Les violences ont des conséquences désastreuses sur la santé, qu’elles soient physiques ou psychiques : peur, culpabilité, perte de l’estime de soi et d’autonomie, isolement, stress. Réel problème de santé publique, elles touchent en grande majorité les femmes. C’est pourquoi Santé Plurielle s’attache depuis bientôt 4 ans à mener des actions sous cet angle. À l'occasion du 25 novembre, journée internationale de lutte contre les violences, il est important de rappeler qu’elles constituent un engrenage majeur des parcours de précarité des femmes accueillies en centres d’hébergement. C’est ce que souligne l’audit n°1 du projet “Un abri pour toutes”, publié le 25 octobre 2019 qui pose la question de l’exposition aux violences sexistes et sexuelles des femmes accueillies.

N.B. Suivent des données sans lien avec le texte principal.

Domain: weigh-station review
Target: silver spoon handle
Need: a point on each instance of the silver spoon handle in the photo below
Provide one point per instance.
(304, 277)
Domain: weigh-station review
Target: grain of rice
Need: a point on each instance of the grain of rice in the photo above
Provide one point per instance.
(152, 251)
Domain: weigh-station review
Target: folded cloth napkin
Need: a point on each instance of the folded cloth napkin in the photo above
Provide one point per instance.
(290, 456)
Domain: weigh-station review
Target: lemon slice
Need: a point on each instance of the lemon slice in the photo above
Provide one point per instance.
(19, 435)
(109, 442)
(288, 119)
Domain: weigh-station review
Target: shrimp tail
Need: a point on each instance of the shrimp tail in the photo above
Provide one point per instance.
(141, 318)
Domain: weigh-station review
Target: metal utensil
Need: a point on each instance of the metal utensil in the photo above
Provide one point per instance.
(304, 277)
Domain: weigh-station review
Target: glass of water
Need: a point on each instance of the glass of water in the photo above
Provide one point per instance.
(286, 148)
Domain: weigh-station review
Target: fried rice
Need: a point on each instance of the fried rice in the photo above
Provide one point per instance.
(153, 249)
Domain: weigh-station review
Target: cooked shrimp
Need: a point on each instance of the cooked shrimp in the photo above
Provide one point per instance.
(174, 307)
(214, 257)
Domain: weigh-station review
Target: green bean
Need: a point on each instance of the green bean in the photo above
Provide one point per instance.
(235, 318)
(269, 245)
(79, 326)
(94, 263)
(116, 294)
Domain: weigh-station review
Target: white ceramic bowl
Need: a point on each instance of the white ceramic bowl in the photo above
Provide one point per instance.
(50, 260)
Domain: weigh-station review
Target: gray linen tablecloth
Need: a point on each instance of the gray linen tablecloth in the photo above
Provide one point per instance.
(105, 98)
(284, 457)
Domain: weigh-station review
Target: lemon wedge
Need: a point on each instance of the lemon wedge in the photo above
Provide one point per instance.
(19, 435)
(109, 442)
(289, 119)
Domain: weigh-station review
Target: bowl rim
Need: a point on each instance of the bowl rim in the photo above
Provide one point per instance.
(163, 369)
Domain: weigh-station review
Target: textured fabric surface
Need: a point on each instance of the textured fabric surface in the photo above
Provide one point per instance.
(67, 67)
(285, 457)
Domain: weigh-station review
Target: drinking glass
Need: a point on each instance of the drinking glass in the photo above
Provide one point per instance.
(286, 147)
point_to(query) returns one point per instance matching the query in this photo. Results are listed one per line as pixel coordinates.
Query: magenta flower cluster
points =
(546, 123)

Le diagnostic, réalisé sous la direction de Louise MIRAGLIESE et avec la participation de Julie VELLA pour la tenue des entretiens, consistait en une enquête de terrain dans 3 CHU représentatifs de la réalité des publics accueillis : le CHU « Promesse de l’Aube » (Aurore), CHU Bastion de Bercy (Aurore) et CHU Ernest SAVART (la Main Tendue). Au final, 57 femmes et 20 professionnel.les ont participé à cette première phase par le biais de questionnaires et/ou d’entretiens individuels. La première partie de l’audit se consacre aux violences de genre, et souligne dans un premier temps que les femmes accueillies en centres d’hébergement constituent un public “non-recensé” qui échappe aux statistiques nationales de victimologie parmi d’autres publics (cités universitaires, prisons, personnes SDF, foyers de jeunes travailleurs etc.). Les femmes (seules, en couple ou en famille) représentent une part croissante de la population sans logement et précarisée accueillie dans les structures d’hébergement d’urgence : aujourd'hui, 40% des personnes hébergées sont des femmes.

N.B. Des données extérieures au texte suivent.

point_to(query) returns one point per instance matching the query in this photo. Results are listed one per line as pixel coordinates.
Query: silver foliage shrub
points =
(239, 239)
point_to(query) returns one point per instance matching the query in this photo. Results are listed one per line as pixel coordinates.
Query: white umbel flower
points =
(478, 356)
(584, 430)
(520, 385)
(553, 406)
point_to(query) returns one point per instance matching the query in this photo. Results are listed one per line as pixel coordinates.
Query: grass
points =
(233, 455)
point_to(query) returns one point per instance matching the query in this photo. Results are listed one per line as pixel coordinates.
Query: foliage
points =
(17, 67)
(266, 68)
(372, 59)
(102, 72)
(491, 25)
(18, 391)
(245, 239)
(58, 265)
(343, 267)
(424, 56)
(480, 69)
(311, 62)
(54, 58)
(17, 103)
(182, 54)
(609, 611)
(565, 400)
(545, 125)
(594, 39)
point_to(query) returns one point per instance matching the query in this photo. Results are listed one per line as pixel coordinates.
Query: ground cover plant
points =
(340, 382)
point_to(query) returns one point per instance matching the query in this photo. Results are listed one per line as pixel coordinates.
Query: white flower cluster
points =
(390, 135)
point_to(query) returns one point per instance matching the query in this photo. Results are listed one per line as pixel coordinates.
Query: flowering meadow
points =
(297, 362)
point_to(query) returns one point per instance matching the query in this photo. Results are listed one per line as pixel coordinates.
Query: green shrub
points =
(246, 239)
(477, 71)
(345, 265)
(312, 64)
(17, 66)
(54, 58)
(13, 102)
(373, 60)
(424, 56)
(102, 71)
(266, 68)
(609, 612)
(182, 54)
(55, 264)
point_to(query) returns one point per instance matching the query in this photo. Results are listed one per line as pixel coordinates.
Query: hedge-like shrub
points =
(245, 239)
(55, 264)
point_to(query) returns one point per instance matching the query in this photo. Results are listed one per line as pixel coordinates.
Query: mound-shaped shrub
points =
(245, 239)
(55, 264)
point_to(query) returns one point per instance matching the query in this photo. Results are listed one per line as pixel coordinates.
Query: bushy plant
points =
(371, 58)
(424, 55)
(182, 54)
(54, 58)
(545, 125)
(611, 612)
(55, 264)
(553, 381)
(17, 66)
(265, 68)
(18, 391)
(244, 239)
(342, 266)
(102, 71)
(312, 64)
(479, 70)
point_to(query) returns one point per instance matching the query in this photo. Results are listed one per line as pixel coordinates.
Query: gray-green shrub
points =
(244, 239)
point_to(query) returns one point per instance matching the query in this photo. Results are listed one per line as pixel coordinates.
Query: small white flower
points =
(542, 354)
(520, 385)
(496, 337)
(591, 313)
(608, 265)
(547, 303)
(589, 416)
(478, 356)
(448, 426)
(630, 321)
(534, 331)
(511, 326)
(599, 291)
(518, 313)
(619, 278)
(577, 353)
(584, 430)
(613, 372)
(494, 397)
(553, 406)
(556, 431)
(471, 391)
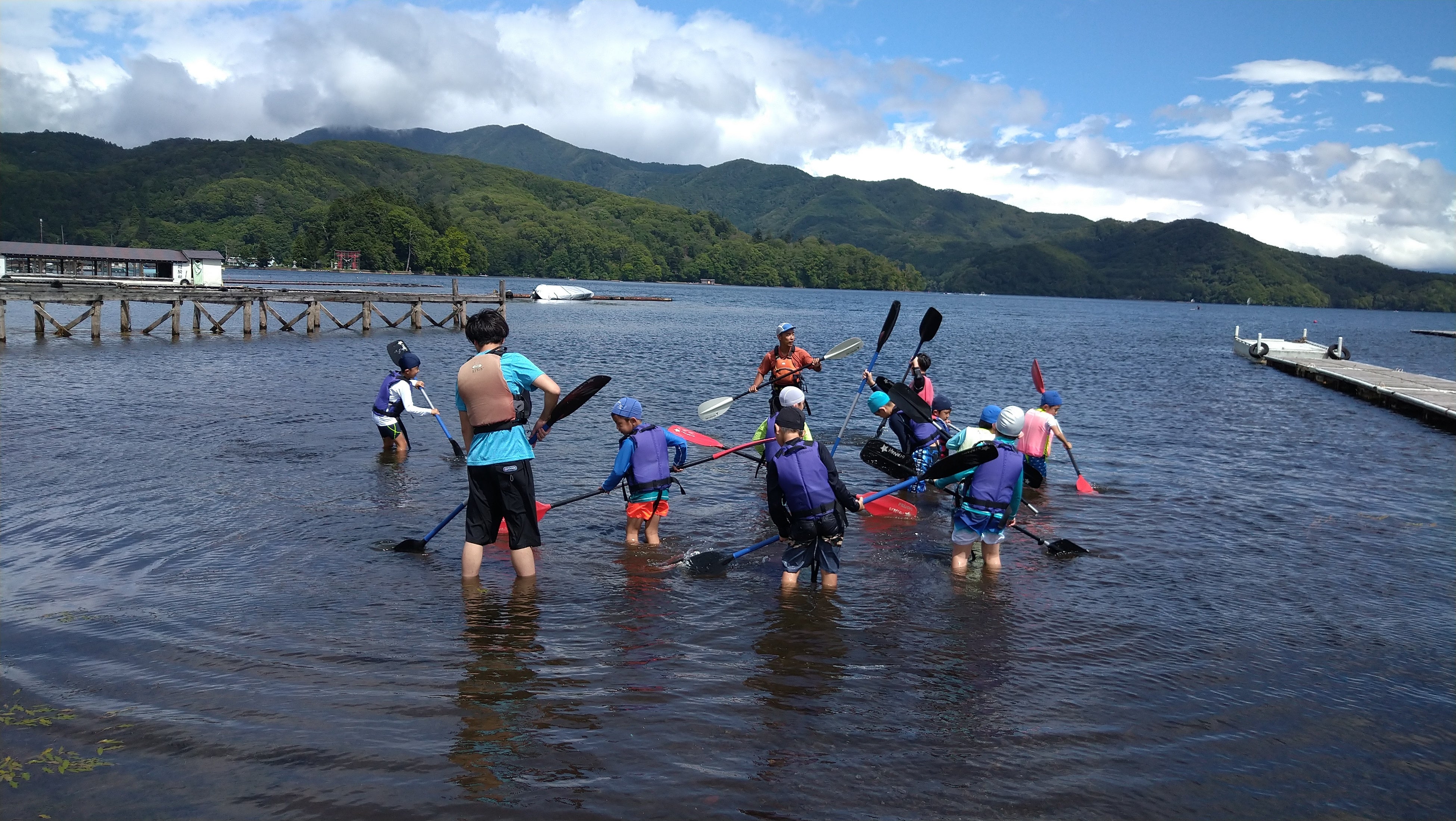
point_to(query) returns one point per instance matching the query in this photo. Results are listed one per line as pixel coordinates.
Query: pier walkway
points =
(91, 296)
(1432, 399)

Typologie des violences subies par les femmes accueillies dans des CHU mixtes :
L’expérience des violences est un facteur déterminant du départ du domicile pour la majorité des femmes interrogées (54%) et le déclencheur de leur parcours d’errance
À l’issue du questionnaire, 93% des femmes interrogées témoignent de différentes situations de violences qu’elles ont subies au cours de leur vie (avant et/ou pendant leur hébergement au CHU) : elles sont 32% supplémentaires à révéler au cours de l’entretien être ou avoir été victimes de violences à l’aide des questions permettant d’approfondir les différents contextes, relations et caractéristiques des violences de genre. Sur ces femmes reconnaissant avoir subi des violences, 17% déclarent avoir été victimes de violences depuis leur hébergement au CHU. Les faits ont pu être commis à l’extérieur ou au sein du CHU.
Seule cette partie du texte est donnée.